Bev and I walked to the Education Centre to look through telescopes at the flocks of cranes. The university student counting the birds, said about 350 were in the valley. We felt a bit guilty as the hotel dog, a fine friendly fellow, had decided to come on our 2km walk to look at the cranes but, unknowingly, we took him into the territory of the local canine Hell’s Angels. I am sad to say he was thoroughly done over and was last seen disappearing at high speed with the gang after him. He did survive, as I met him again next morning curled up on the mat in front of the hotel door seemingly none the worse for his drubbing or spending the night in -10 degrees temperature.

After a very interesting week during which we went from snowy passes down to full tropical jungle and saw numerous Buddhist temples, interesting villages (and counted hundreds of sacks of food in various school stores) and winding mountain tracks, Bev and I dropped Tshering off in Thimpu and returned to Phuentsholing.
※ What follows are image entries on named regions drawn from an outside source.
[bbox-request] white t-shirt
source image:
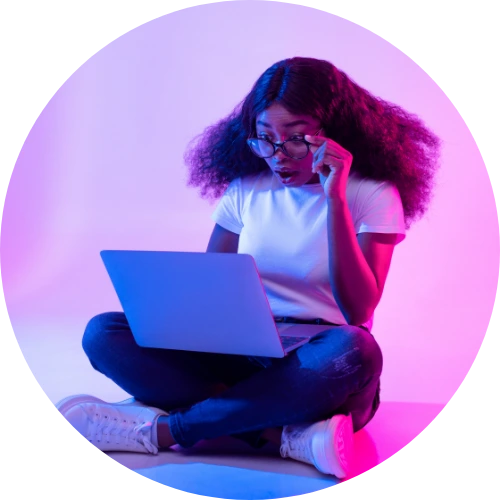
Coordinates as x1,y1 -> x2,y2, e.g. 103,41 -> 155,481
212,170 -> 405,330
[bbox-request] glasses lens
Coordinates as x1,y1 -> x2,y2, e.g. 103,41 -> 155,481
248,139 -> 274,158
284,140 -> 309,160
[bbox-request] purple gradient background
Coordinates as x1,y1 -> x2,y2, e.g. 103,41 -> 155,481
0,0 -> 500,404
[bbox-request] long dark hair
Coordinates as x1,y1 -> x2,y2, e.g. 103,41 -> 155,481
184,57 -> 440,228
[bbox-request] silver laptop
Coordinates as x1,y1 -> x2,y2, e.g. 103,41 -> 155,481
101,250 -> 330,358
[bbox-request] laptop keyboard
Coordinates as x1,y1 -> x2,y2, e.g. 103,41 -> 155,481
280,335 -> 311,349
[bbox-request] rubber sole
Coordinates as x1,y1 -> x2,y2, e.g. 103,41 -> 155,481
312,415 -> 353,479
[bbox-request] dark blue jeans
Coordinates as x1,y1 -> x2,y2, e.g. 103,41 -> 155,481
83,312 -> 382,448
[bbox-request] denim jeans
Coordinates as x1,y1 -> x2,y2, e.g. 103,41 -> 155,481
82,312 -> 382,448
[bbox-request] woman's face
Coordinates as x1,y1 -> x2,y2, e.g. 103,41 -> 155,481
256,104 -> 321,187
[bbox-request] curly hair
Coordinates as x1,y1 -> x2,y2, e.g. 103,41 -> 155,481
184,57 -> 441,229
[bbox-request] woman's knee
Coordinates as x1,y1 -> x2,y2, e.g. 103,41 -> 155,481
313,325 -> 383,373
82,312 -> 129,357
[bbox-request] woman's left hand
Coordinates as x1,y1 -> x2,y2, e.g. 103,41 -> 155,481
305,135 -> 352,199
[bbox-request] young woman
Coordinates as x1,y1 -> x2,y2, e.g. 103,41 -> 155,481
57,57 -> 439,478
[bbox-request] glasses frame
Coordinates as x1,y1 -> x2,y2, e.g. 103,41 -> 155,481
247,128 -> 323,160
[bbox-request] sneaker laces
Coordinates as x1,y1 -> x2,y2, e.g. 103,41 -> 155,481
84,405 -> 158,455
280,424 -> 317,465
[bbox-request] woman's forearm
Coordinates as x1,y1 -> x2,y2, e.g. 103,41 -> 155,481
327,197 -> 379,325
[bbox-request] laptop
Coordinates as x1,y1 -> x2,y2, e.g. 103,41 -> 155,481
100,250 -> 331,358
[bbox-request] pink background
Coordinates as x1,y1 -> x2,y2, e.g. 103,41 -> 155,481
0,0 -> 500,405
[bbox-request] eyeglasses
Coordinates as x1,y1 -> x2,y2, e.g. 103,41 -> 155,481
247,129 -> 323,160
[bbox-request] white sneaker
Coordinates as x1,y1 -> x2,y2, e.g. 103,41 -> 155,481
56,394 -> 168,455
280,415 -> 353,479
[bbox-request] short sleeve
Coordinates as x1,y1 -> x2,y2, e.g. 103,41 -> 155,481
355,182 -> 406,243
212,178 -> 243,234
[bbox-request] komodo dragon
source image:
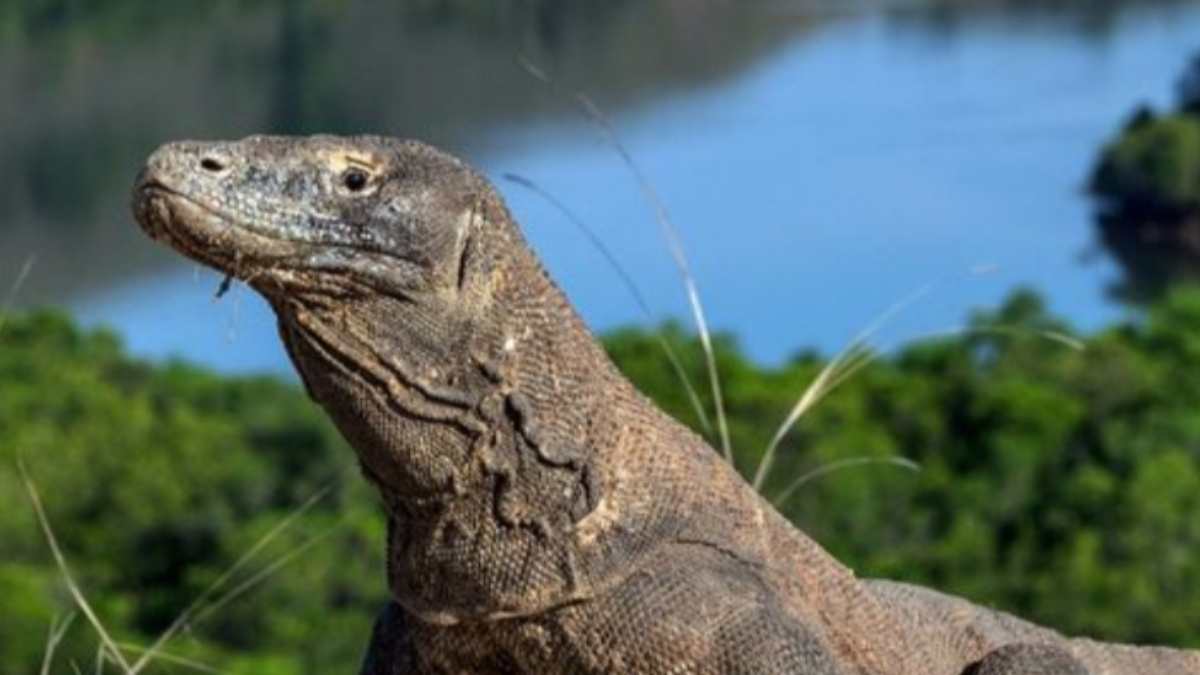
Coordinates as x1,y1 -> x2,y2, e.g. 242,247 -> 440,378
133,136 -> 1200,675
New Years day once more saw us on the road as we headed into India to take Bev the 150km to Siliguri for her flight from Bagdogra airport to Calcutta and home. She was very taken with the 30 seat busses and their 70 passengers hanging off the rear bumper and on the roof racks. After a ride in the Indian version of a Bangkok TUK TUK and another in the pedal rickshaws we had a delightful final evening at the hotel with workmen pounding on our wall until 10.30 at night.

I dropped Bev at the airport then drove back to Bhutan in the mighty midget ready for the last 6 weeks before completion of my sentence.